Sağ Kürtçüler AKP’nin sol Kürtçüler CHP’nin

Önceki gün Yeniçağ’da bir haber okuduk. Haber şu: “Hizbullah'ın şehit ettiği Diyarbakır Emniyet Müdürü Gaffar Okkan cinayeti davasında 15 yıl hapisle yargılanan Ali Bilmez, HÜDA PAR tarafından Bismil Belediye Başkan adayı gösterildi.”

Haberi okuyunca, “Herkesin Kürtçüsü var. Bizim ise her biri kıymetli Kürtlerimiz var” demek geldi içimden.
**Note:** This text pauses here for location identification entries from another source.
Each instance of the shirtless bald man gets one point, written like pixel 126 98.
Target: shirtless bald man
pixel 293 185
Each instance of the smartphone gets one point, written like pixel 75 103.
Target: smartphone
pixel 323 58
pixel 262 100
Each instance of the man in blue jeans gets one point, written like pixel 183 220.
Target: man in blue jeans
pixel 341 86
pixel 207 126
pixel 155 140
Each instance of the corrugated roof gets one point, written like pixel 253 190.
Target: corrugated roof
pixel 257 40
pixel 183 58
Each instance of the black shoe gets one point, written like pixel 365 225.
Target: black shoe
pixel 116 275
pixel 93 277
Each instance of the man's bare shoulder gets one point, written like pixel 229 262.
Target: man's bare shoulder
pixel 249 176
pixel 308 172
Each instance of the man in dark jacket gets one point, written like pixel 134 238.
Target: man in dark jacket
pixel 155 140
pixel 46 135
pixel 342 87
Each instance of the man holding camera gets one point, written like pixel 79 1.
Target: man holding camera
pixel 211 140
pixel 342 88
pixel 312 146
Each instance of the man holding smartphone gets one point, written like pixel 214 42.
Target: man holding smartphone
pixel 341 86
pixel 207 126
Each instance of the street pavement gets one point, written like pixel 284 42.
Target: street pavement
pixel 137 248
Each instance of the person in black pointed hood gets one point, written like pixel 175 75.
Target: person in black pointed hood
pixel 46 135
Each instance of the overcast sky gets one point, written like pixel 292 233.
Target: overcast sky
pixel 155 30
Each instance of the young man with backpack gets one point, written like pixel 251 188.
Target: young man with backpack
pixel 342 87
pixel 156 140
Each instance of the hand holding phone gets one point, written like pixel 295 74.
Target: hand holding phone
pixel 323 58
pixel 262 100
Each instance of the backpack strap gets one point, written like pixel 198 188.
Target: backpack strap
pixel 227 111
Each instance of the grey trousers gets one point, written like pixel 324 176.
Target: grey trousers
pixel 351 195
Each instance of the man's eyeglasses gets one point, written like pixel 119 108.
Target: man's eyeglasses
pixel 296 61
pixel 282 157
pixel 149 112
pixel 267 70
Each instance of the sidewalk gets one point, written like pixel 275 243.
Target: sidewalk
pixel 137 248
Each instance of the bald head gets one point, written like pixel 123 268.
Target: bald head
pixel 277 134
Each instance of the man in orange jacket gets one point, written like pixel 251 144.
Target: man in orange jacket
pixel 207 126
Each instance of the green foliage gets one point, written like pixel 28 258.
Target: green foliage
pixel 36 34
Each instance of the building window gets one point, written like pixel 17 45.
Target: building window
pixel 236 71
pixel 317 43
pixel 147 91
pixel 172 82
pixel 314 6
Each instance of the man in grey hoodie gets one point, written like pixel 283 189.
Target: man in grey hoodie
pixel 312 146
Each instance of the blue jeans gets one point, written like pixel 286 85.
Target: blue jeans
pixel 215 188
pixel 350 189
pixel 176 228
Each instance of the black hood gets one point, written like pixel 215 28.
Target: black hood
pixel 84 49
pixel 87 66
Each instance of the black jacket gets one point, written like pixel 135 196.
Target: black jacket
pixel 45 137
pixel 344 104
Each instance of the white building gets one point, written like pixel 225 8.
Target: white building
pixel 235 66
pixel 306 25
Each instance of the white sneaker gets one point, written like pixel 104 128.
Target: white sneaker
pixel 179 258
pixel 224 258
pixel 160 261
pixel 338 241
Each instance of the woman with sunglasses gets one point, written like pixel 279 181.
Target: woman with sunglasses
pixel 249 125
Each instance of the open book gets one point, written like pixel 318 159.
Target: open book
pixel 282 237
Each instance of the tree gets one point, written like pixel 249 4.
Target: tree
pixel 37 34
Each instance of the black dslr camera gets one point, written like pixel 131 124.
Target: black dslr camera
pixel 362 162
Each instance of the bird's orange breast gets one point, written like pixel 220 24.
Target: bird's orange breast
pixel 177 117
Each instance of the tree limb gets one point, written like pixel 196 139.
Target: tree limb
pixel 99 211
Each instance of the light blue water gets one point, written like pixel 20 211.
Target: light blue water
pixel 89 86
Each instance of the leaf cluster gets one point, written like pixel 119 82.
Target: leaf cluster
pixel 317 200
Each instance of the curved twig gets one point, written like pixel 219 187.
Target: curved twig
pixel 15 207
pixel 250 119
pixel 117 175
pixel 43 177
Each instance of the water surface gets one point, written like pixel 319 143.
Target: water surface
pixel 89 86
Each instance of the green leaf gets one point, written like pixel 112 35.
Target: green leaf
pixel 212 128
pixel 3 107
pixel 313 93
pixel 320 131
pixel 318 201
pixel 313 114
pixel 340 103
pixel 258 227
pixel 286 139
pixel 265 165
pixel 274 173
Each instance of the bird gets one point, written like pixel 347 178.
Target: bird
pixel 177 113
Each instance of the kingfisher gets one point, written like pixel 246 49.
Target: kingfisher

Türkiye’de ideolojilere göre bölünen Kürtçülük, Cumhurbaşkanlığı Hükûmet Sistemi denilen ucube yönetim şekliyle, ittifakların parçası haline geldi. Ve her iki grup da seçimlere girip Meclis’e taşındı. Bunun anlamı şudur: Kürtçülüğün bir kısmı terörist, dolayısı ile yasa dışı alanda; öbürü, Meclis’te ve siyasetin içinde, yani yasal alanda faaliyet gösteriyor.

Sol Kürtçülüğü herkes biliyor. Yıllardır evlatlarımızın katili olan PKK ve muadilleri.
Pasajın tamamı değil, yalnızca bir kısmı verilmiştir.